Once those gates opened, the scientific community had the excuse they needed to kick NLP out of the mainstream. Even Tony Robbins, who built his empire on these technologies, eventually took a big step back and disconnected his reputation from the label “NLP.”
So, why am I still here?
I am not saying this to bash NLP. I don’t think that is fair. The knowledge, the experience, and the methodology itself are incredibly valuable. I have many colleagues who are honest, caring, and professional, who use these tools to change lives every day.
It is a shame that the name has been stained, because NLP still has a whole lot to offer the world. We have to remember how it started. It started with a pure intention: to model the most successful therapists.
You can still extract this immense value out of learning NLP, if you do so properly.
Dr. Milton Erickson gave his time to Bandler and Grinder for a good reason. They deserved it. The work they produced from that relationship—the deconstruction of how language impacts the unconscious mind—is still beneficial today, 50 years later.
But greed ruins every good thing.
What do I think about NLP, after 30 years of using it on myself and in my private practice?
It is powerful. It is needed. But the certificate means nothing without the skills.
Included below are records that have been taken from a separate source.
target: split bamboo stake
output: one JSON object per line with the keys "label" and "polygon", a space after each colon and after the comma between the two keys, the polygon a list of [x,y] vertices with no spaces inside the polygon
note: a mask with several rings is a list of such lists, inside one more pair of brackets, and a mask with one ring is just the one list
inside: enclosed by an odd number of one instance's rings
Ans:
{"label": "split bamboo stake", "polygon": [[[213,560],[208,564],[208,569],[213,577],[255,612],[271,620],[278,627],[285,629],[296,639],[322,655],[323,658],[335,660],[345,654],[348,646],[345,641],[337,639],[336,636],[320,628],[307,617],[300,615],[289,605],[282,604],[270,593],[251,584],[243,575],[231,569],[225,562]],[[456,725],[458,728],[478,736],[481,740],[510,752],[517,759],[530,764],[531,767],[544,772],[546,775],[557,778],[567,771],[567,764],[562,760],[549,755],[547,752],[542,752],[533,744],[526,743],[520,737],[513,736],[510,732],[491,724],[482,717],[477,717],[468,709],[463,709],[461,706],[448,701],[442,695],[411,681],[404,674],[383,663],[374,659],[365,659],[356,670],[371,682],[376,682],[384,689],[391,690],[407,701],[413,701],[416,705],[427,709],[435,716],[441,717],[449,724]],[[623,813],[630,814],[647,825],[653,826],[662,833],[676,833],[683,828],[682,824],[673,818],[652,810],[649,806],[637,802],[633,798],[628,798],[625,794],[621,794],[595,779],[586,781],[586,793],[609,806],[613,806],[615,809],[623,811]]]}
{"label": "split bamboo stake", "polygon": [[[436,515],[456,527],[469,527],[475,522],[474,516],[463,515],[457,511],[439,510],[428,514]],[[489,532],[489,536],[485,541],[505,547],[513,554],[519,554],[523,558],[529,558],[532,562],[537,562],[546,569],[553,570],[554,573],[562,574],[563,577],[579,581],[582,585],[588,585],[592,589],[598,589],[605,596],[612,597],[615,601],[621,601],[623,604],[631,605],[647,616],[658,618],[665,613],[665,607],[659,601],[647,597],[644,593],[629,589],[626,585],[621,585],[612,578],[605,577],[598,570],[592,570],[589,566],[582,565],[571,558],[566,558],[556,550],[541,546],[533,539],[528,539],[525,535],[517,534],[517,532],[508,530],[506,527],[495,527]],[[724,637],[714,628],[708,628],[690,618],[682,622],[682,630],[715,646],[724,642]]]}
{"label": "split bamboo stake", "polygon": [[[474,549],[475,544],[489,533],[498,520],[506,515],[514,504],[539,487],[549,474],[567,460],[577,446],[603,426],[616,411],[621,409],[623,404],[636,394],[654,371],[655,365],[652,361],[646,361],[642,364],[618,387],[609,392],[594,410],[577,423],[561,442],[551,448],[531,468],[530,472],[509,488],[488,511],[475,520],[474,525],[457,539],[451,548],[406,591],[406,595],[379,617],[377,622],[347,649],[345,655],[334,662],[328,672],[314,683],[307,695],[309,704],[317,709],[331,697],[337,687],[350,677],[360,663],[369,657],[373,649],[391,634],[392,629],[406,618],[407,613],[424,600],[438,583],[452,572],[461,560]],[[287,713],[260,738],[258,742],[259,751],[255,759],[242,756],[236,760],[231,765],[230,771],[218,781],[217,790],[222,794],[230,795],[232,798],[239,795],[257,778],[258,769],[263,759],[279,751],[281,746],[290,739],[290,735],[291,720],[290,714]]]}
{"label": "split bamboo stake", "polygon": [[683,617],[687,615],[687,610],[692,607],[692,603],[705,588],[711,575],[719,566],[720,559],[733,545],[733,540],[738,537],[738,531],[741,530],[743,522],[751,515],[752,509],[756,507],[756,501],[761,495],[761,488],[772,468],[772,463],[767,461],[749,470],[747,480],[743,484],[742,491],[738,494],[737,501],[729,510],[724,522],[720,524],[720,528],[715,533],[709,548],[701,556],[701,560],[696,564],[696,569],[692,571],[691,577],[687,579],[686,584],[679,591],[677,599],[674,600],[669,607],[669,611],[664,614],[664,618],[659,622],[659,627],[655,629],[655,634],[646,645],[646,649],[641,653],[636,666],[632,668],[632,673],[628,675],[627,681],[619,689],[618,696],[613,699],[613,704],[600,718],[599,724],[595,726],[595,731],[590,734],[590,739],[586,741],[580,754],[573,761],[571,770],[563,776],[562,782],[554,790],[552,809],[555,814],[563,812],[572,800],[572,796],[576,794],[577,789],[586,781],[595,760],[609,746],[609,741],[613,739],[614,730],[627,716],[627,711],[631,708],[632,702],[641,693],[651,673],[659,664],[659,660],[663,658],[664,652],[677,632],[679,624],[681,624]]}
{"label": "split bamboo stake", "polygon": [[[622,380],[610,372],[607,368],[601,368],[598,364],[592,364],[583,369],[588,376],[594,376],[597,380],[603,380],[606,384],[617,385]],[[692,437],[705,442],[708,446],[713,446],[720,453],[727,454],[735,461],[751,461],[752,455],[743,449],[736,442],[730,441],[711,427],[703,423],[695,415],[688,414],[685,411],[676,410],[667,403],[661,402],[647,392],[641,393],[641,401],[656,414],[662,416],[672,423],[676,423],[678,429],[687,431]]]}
For coaching or therapy, I would never rely on it exclusively. I advise my students to learn the Ericksonian Method (the name I give to everything taught to me by J. Haley) as a strong clinical basis.
NLP provides many tools, but the Ericksonian approach provides the wisdom to use them.
When you combine them, the change you’re hoping for can hold for decades. When you treat it like a magic trick, it falls apart.
That is why I teach the way I do. I am not interested in the politics, the camps, or the pseudo-associations. I am interested in being effective in my work.